The Jawbone Arch from the Meadows was in the news this week, as a local historian (not this one!) found himself ejected from a meeting in the City Chambers for repeatedly pressing a council committee on the subject, the arch having been dismantled over “safety concerns” and “for restoration” almost a decade ago, in 2014.

Jawbone Walk, The Meadows, Edinburgh. Kevin Maclean, 2009. © Edinburgh City Libraries

These bones, a pair of jaws from “arctic whales” are a remnant of the summer 1886 International Exhibition of Industry, Science & Art which was located on a grand, temporary, pavilion in the West Meadows.

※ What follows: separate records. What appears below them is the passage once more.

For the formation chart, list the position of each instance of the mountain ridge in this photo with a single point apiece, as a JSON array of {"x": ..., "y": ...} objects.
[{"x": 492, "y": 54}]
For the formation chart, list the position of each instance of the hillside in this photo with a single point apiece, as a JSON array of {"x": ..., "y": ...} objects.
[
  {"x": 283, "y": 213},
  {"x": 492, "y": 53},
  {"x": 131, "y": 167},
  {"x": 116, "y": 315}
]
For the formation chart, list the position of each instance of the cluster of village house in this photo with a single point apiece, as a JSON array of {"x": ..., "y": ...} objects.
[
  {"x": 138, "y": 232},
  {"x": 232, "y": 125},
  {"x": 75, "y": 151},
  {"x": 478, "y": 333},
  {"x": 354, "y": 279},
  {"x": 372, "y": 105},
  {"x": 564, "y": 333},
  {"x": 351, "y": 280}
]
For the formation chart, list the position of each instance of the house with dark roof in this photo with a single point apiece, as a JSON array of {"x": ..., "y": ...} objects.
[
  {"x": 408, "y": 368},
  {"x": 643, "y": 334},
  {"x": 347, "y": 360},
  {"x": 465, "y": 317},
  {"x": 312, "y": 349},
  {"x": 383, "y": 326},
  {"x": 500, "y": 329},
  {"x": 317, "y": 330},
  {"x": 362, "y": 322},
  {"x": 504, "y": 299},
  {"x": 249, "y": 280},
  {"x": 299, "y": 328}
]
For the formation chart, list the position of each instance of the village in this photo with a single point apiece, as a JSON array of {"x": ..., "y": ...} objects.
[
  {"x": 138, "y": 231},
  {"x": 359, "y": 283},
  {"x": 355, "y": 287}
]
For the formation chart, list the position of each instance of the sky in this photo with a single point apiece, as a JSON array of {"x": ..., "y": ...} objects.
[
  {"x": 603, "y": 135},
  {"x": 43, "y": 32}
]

The 1886 pavilion of the International Exhibition on the West Meadows, a temporary building believe it or not! Peter Fletcher Riddell bequest to National Galleries Scotland

They formed the frame of a fishing net tent over the exhibit stall that showcased the craft of the Zetland & Fair Isle Knitters. The stall was organised by Katherine Schoor and Barbara Muir, of Schoor & Muir of Lewrick, as an exhibit of “women’s industries” to promote the wares of the traditional Shetland shawl-knitting craft which was suffering in the domestic market on account of imports of Swiss and German products. The wealthy, eccentric and benevolent George MacThomas Thoms, Sheriff of Caithness, Orkney and Shetland, had arranged for six Shetland women to accompany the stall, under the supervision of Mrs Muir.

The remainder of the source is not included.